Healing the ear:
investigating corn resistance
to a fatal fungus
By Carol Crabbe

OTTAWA — Linda Harris has always been interested in learning "how life works." As a result, she has been doing scientific research since the late-'70s.

Gibberella ear rot, caused by the fungus Fusarium graminearum

Her first published work was a paper on the feeding habits of the white pine weevil – research she conducted while an undergraduate student at Simon Fraser University in British Columbia. From there, she's worked on various subjects within genetics and molecular biology

Now, Harris has moved east to the Central Experimental Farm to pursue her interest in plant-pathogen interaction and do reseach onplant disease caused by the fungus Fusarium graminearum.

Fatal fungus

This fungus, usually called Fusarium, causes cereal plants like wheat, barley and corn to go mouldy and dangerous for humans and animals to eat. Harris is working with other researchers at the Farm's Eastern Cereal and Oilseed Research Centre to find out more about the disease and its effect on corn.

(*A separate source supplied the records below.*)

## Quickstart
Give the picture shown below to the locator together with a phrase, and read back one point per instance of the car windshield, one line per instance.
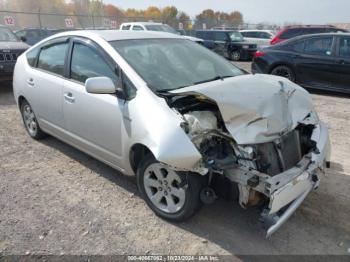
(6, 35)
(161, 28)
(169, 64)
(236, 37)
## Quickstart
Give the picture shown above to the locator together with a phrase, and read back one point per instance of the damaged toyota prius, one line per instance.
(178, 116)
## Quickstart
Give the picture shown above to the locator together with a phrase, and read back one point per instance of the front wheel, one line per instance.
(171, 195)
(30, 121)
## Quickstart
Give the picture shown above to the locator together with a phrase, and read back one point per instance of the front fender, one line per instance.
(158, 127)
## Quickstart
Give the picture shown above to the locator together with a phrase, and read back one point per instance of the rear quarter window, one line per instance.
(290, 33)
(32, 56)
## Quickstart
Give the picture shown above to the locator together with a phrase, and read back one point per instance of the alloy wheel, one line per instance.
(162, 186)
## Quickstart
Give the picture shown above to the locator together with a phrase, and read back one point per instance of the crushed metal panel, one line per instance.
(256, 109)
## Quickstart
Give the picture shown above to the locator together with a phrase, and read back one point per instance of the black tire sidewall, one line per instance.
(192, 191)
(39, 133)
(291, 72)
(232, 55)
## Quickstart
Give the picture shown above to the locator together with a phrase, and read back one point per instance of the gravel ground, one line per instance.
(55, 199)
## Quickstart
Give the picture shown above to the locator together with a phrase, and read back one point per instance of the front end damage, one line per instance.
(274, 155)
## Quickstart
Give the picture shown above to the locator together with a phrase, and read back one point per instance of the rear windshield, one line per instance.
(169, 64)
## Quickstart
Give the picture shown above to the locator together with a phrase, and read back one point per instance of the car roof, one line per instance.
(256, 30)
(142, 23)
(301, 37)
(115, 35)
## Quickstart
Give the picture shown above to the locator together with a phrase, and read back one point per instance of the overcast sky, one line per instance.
(276, 11)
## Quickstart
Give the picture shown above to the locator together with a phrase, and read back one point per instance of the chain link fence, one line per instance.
(17, 20)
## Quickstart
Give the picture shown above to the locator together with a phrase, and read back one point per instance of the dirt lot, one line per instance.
(56, 200)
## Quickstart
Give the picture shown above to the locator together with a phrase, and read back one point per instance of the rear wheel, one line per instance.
(171, 195)
(30, 121)
(284, 71)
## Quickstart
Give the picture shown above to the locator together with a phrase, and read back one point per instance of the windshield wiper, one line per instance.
(212, 79)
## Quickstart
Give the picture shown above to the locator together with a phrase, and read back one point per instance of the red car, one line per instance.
(297, 30)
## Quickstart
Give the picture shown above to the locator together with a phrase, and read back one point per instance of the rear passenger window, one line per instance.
(52, 58)
(298, 46)
(344, 47)
(221, 36)
(319, 46)
(87, 63)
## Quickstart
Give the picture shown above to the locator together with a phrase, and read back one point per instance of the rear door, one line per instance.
(93, 121)
(315, 62)
(342, 63)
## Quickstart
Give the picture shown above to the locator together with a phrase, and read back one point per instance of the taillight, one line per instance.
(259, 54)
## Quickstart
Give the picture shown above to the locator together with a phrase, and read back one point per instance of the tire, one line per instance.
(235, 56)
(30, 122)
(177, 197)
(284, 71)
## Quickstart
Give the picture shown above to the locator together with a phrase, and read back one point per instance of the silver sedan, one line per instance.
(176, 115)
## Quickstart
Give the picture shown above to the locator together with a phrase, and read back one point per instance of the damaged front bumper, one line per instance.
(286, 191)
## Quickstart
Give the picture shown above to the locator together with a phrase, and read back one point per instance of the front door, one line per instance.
(342, 64)
(94, 121)
(46, 83)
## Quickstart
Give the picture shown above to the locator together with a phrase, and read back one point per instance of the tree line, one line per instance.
(169, 14)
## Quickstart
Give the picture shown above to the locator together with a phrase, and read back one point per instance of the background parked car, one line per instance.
(10, 48)
(258, 37)
(158, 27)
(320, 61)
(229, 44)
(297, 30)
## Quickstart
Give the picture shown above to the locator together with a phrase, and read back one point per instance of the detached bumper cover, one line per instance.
(290, 196)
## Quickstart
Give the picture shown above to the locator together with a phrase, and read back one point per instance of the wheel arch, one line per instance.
(274, 65)
(21, 98)
(136, 153)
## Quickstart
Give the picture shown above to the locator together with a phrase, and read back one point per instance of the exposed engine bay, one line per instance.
(206, 128)
(279, 173)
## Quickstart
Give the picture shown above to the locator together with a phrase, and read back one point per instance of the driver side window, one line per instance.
(87, 63)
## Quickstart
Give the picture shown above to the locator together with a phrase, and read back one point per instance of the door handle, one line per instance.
(69, 97)
(30, 81)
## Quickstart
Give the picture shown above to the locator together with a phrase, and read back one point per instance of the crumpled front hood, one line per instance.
(256, 108)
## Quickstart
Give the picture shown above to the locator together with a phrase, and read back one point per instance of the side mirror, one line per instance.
(100, 85)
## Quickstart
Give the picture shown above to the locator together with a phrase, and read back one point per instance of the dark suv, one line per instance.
(10, 48)
(298, 30)
(227, 43)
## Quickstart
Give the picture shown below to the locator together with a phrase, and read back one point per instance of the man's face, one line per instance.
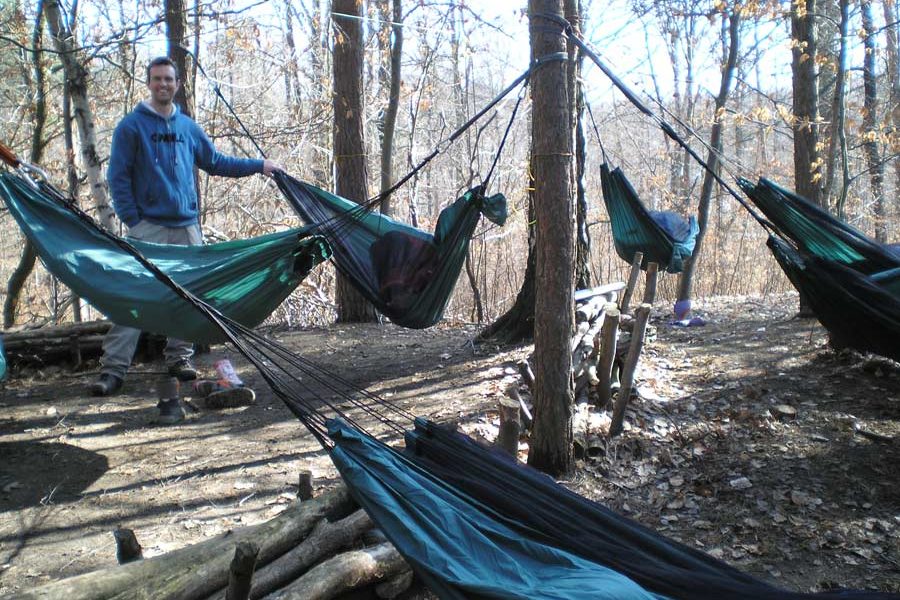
(162, 84)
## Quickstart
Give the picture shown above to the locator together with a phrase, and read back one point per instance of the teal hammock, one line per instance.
(850, 281)
(406, 273)
(243, 279)
(662, 236)
(816, 232)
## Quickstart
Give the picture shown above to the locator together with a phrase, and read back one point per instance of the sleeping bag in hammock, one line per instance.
(664, 237)
(243, 279)
(818, 233)
(407, 274)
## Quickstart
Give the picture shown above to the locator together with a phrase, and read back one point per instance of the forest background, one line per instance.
(272, 63)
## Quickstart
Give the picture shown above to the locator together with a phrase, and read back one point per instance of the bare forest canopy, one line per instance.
(272, 62)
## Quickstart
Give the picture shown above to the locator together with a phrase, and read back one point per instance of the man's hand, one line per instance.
(270, 166)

Fusarium causes an increase in deoxynivalenol (DON) – a toxin that is dangerous for humans to consume. DON is also known as the vomit toxin, because it causes animals to throw up. Other toxins can also cause abortions in animals.

Fusarium enters corn through the silk tassels on the ear or directly through "wounds" or holes made on the corn's surface by insects and birds.

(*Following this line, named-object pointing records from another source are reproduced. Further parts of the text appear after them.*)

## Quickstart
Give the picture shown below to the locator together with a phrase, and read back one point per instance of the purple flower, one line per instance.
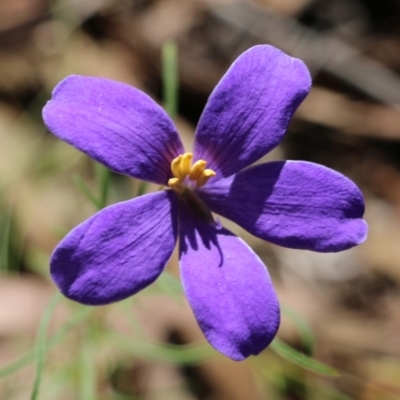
(124, 247)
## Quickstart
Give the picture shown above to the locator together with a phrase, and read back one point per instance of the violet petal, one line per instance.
(117, 252)
(115, 124)
(249, 110)
(228, 288)
(295, 204)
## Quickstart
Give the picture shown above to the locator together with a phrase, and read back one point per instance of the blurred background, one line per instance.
(339, 337)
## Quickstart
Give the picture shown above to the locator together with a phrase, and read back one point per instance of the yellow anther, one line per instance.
(205, 176)
(197, 169)
(183, 172)
(176, 185)
(175, 167)
(185, 164)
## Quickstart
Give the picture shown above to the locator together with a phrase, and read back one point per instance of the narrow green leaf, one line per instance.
(57, 337)
(5, 242)
(87, 372)
(82, 186)
(302, 326)
(41, 343)
(294, 356)
(104, 179)
(170, 78)
(176, 354)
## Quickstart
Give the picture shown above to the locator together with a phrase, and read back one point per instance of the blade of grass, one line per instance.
(302, 326)
(104, 179)
(41, 343)
(87, 372)
(57, 337)
(5, 242)
(175, 354)
(81, 185)
(294, 356)
(170, 78)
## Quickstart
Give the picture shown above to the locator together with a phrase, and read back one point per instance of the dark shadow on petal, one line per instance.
(240, 191)
(192, 229)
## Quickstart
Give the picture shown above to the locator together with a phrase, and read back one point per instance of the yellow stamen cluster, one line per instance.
(182, 168)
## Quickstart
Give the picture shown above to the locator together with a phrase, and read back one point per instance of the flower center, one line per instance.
(186, 174)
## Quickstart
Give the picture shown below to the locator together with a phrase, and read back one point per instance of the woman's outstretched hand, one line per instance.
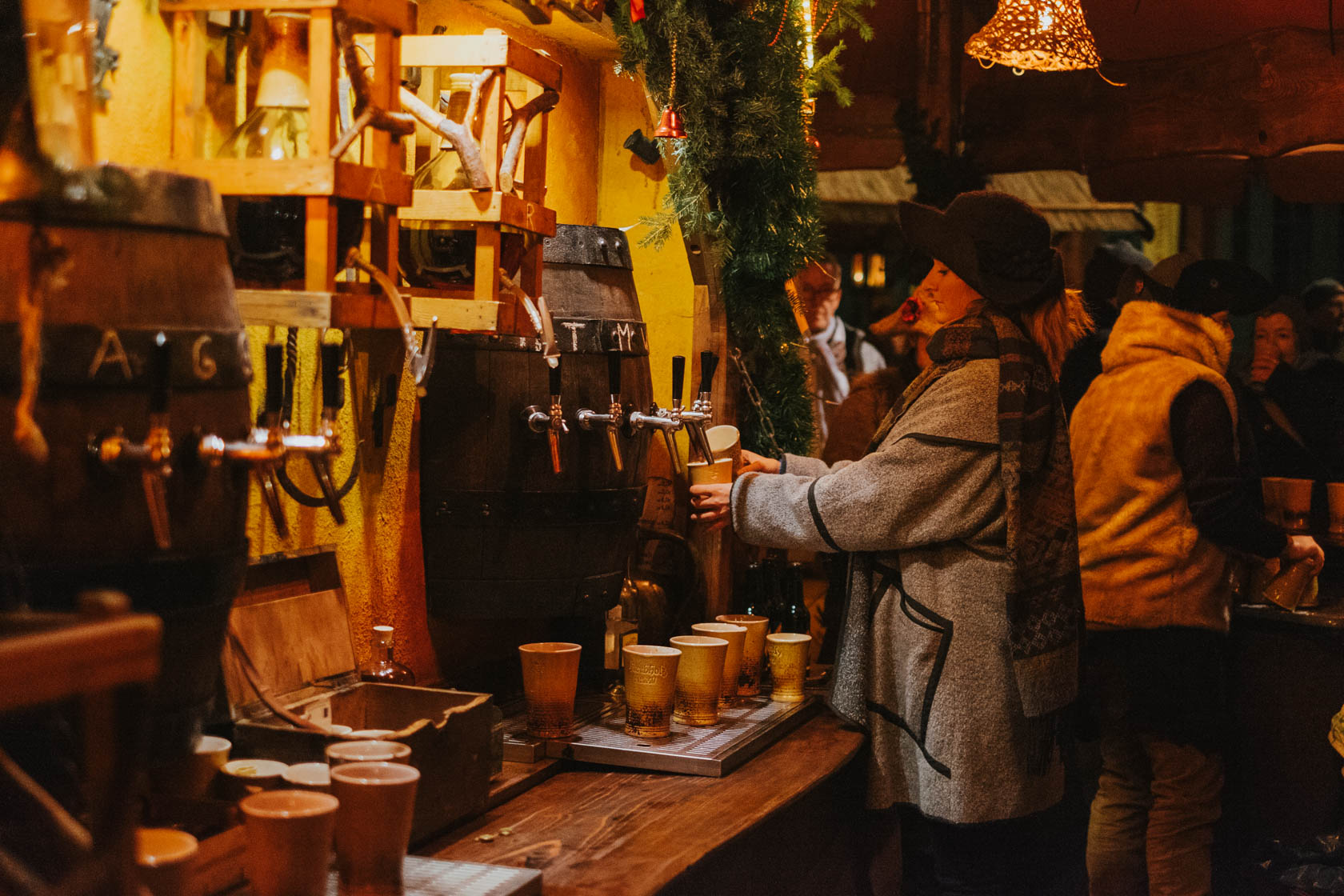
(710, 504)
(753, 462)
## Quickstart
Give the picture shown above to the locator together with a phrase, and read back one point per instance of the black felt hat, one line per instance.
(1207, 286)
(995, 242)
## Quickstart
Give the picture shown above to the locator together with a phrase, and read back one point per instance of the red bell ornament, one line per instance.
(670, 126)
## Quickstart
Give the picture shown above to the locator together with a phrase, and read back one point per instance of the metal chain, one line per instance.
(754, 397)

According to Harris, this fungus does well in temperate climates, which is why it is so prominent in parts of Canada. Fusarium also needs a humid environment to develop and finds a perfect atmosphere in the parts of Canada where corn is grown.

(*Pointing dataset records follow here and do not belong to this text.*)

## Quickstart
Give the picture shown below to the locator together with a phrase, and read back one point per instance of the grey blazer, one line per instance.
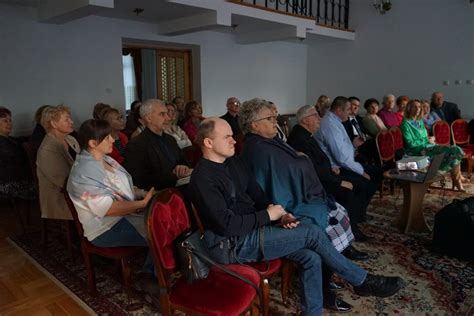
(52, 168)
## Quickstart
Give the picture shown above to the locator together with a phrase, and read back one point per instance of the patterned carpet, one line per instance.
(435, 284)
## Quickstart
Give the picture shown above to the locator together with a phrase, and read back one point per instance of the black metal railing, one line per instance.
(334, 13)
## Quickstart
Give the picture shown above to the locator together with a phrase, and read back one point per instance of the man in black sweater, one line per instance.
(236, 215)
(354, 195)
(153, 158)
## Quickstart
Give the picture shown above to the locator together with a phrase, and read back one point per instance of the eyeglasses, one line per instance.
(272, 118)
(314, 114)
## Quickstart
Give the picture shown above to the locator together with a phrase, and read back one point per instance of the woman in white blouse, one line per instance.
(103, 193)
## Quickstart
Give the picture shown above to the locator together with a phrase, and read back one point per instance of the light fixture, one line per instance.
(382, 5)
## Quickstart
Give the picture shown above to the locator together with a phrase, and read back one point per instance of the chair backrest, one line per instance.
(397, 137)
(385, 146)
(166, 219)
(460, 132)
(441, 132)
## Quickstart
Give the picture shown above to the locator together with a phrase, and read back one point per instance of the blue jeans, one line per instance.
(308, 246)
(123, 234)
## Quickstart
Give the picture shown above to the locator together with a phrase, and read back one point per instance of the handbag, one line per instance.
(192, 266)
(195, 262)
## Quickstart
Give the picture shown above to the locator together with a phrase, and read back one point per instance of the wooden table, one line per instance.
(412, 219)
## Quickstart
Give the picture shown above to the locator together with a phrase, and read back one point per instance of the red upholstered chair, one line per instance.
(461, 137)
(273, 267)
(441, 132)
(121, 254)
(386, 149)
(218, 294)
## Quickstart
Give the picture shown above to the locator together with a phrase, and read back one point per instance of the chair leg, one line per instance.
(126, 272)
(285, 280)
(470, 164)
(18, 212)
(44, 233)
(265, 296)
(90, 274)
(69, 232)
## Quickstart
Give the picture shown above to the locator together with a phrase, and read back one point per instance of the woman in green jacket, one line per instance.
(417, 143)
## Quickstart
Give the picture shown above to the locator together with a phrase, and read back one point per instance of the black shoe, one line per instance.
(354, 254)
(333, 286)
(380, 286)
(334, 303)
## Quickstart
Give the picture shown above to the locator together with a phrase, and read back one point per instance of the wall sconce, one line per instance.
(382, 5)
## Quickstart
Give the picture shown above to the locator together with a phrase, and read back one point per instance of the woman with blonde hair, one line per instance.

Corn also has limited resistance to Fusarium so that large yields of the crop can become useless for human and animal consumption, and cost farmers millions of dollars in losses.

Finding out about Fusarium

Harris studies the genes of the corn plant and the proteins these genes produce to find out what happens when the fungus attacks a plant.

To do this, Harris and her fellow researchers first grow Fusarium in V-8 juice. The V-8 juice has nutrients the fungus needs to grow, Harris says, so its an ideal environment The next step is to infect ears of corn with the fungus and see what proteins are produced in the corn, and what genes produce these proteins.

This is the basis of the proteomic and genomic study. The corn used for these experiments is grown on the Farm. It is important to find out about the genes in the plant, Harris says, because in each ear of corn, there are two kinds: genes that are "turned on" when Fusarium attacks and ones that are "turned off."

Pictures of genes

Microarrays are like photos of genes, and are used to find out which ones work harder when the disease attacks, and which ones work less. If a gene is "turned on" in reaction to the fungus, it produces more of a particular protein, and if it is "turned off" it produces less of that protein.

Picture of Genes: subsample of a microarray comparing the gene expression levels of thousands of maize genes responding to Fusarium infection.

The research seems pretty basic, but Harris says this information is essential because the genes in the plant can be catalogued from this process.With this information, links can be made between resistance, genes and proteins in corn.

Further research can then be done to isolate the specific genes that cause resistance, and these genes can be reproduced to make corn plants more able to withstand the disease.

What's next?

Predictably, the groups most interested in this research are the Ontario Corn Producers Association and Ontario Pork Producers, who are funding her work along with a number of smaller groups. According to Harris, most of the corn produced in the eastern part of Canada is fed to pigs.

Fusarium research is wide ranging in Canada , some researchers focus on the fungus itself – which has already been genetically sequenced – and others, like Harris, focus on the plants it attacks.Harris says most of the previous research has been done using wheat, but very little has been done with corn.

With her research, Harris is in some way learning "how life works" and in the process, helping to heal the corn industry. One ear at a time.